A Common-Sense Guide to Data Structures and Algorithms – Part 7

This week we covered chapters 13 and 14 of A Common-Sense Guide to Data Structures and Algorithms, 2nd ed. by Jay Wengrow (link). I’ve been coding along in Python on my Github.

Our topics today were Quicksort and linked lists.


Recursive Algorithms for Speed

  • There are many ways to choose the pivot during partitioning (e.g., first, last, middle, random). Ideally you want a pivot that evenly partitions the list.
  • An important aspect of partitioning: After partitioning, the pivot is now in its proper place.
  • I’m sure this can be brushed aside because Big O is about magnitude, but technically Quicksort is O(N log_2 N). It’s base-two because you make two sublists and sort them.
  • Regarding the worst-case for Quicksort (i.e., an already sorted list), there are heuristics for this to make it O(N). Count the number of swaps during the partition; if it’s zero, you’re done. Another one is to do a check to see if the list is already sorted, which is O(N).
  • I’d never heard of Quickselect before; Houston hadn’t either. Basically you only keep looking in areas of the array you care about — ignore everything else, as there’s no need to process it.
  • The Big O of Quickselect being O(N) I think is a geometric series — N + N/2 + N/4 + N/8 + …
  • Merge sort is useful for sorting linked lists (i.e., no locality of reference where the N+1th element is one cell to the right of the Nth element).
  • Houston spent more time than he planned coding up the exercises in this section.
  • Necklace: the last node of a linked list points to the first
  • Something that helped Dennis understand Quicksort was this dance video.

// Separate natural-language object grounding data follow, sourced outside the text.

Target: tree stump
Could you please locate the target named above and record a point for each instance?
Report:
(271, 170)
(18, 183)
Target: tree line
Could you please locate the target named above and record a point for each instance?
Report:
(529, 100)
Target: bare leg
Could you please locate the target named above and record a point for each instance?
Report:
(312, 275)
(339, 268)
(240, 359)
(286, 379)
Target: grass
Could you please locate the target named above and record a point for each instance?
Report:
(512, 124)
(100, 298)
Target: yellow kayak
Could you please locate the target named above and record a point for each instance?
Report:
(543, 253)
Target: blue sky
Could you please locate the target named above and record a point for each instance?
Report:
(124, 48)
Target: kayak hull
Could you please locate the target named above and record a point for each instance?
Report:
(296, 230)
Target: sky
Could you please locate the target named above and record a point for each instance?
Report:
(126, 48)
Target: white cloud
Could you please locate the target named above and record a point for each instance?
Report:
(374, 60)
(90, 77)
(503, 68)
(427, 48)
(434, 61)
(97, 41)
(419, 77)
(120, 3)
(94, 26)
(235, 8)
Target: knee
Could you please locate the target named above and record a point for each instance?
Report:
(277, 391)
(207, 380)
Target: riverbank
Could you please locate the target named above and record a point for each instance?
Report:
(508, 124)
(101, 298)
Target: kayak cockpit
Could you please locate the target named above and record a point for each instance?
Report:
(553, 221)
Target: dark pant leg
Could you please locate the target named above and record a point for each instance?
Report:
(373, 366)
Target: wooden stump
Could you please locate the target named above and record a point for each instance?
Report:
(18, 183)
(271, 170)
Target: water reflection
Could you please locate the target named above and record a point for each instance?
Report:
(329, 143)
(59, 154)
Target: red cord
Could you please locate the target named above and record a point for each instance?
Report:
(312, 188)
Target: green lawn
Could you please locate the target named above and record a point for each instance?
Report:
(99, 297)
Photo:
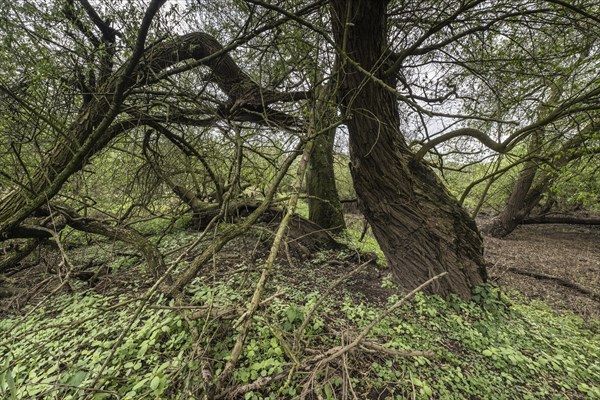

Node-Based Data Structures

  • One of the most powerful attributes of linked lists is the O(1) insertion and deletion — no need to shift elements.
  • Dennis shared an analogy… Arrays are like contiguous seats in a movie theater.
  • I think the author buried the lede about doubly-linked lists being good for queues and stacks. So basically, linked lists as just lists aren’t super useful, but as specific types of lists they are.
  • Exercise 4: My first approach is to build a new list by iterating over the original one backward. Then return the pointer to the new list’s head node. Alternatively, you could use an array/list to make note of all the pointers, then iterate over that array backward to rewrite the pointers in the original list. (I like the book’s simpler approach of only needing to keep track of previous, current, and next.)
  • Houston thought about using recursion for Exercise 4 without much success.
  • Exercise 5: I didn’t know how to do this one. The trick is you copy the next node into yourself and link yourself to the node that comes after it then delete the next node.
  • I learned that Python has no bottom-tested loops (e.g., do-while).